9. Enfin, si l’association la Martinette estime que cette mesure et disproportionnée, elle n’établit pas qu’elle aurait provoqué pour les commerces qu’elle représente une baisse de fréquentation et de chiffres d’affaires. Ainsi, cette décision ne soumet pas les commerçants de la zone commerciale de la Martinette à des contraintes excessives au regard de la nécessité d’assurer la sécurité des usagers de la voie publique.
10. Dans ces conditions, la mesure de police est nécessaire, adaptée et proportionnée à l’objectif poursuivi de préservation de la sécurité routière.
11. Il résulte de ce qui précède, et sans qu’il soit besoin de statuer sur les fins de non-recevoir soulevées en défense, que l’association la Martinette n’est pas fondée à demander l’annulation de la décision de la maire de Fonsorbes.

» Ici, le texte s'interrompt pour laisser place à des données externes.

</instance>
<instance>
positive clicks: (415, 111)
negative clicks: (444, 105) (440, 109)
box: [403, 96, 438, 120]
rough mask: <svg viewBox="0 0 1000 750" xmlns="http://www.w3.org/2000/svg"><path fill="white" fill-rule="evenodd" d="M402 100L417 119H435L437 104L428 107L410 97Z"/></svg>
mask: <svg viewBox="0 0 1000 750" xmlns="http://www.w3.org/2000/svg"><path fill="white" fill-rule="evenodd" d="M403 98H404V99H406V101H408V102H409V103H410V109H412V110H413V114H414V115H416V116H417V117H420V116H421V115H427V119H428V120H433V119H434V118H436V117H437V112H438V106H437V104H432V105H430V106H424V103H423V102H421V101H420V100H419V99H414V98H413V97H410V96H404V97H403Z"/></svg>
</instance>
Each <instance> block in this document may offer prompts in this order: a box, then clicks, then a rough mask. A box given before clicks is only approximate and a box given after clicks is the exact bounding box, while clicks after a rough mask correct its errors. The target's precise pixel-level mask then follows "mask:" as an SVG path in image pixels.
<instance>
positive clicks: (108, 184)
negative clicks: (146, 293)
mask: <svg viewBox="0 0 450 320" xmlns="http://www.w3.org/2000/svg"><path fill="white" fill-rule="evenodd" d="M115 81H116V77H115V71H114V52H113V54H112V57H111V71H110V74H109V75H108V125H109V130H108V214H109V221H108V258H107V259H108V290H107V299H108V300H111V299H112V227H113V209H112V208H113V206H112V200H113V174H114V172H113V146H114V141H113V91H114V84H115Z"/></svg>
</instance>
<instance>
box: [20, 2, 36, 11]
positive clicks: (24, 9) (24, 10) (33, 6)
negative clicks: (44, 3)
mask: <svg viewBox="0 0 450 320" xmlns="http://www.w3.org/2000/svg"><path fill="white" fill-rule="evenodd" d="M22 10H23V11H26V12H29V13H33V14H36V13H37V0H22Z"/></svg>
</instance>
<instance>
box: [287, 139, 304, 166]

Sur les frais liés au litige :
12. Les dispositions de l’article L. 761-1 du code de justice administrative font obstacle à ce que soit mise à la charge de la commune de Fonsorbes, qui n’est pas la partie perdante dans la présente instance, la somme que l’association la Martinette demande au titre des frais exposés et non compris dans les dépens. Il y a lieu, dans les circonstances de l’espèce, de mettre à la charge de l’association la Martinette, une somme de 1 200 euros à verser à la commune de Fonsorbes au même titre.
D E C I D E :
Article 1 er : La requête de l’association la Martinette est rejetée.
Article 2 : L’association la Martinette versera à la commune de Fonsorbes une somme de 1 200 euros au titre de l’article L. 761-1 du code de justice administrative.
Article 3 : Le présent jugement sera notifié à l’association la Martinette et à la commune de Fonsorbes.
Délibéré après l’audience du 9 novembre 2022, à laquelle siégeaient :
M. Peretti, président,
M. Parisien, premier conseiller,
Mme Bertrand, première conseillère.
Rendu public par mise à disposition au greffe le 23 novembre 202.
La rapporteure,
B. A
Le président,
P. PERETTILe greffier,
D. BERTHOD
La République mande et ordonne au préfet de la région Occitanie en ce qui le concerne ou à tous commissaires de justice à ce requis en ce qui concerne les voies de droit commun contre les parties privées, de pourvoir à l’exécution de la présente décision.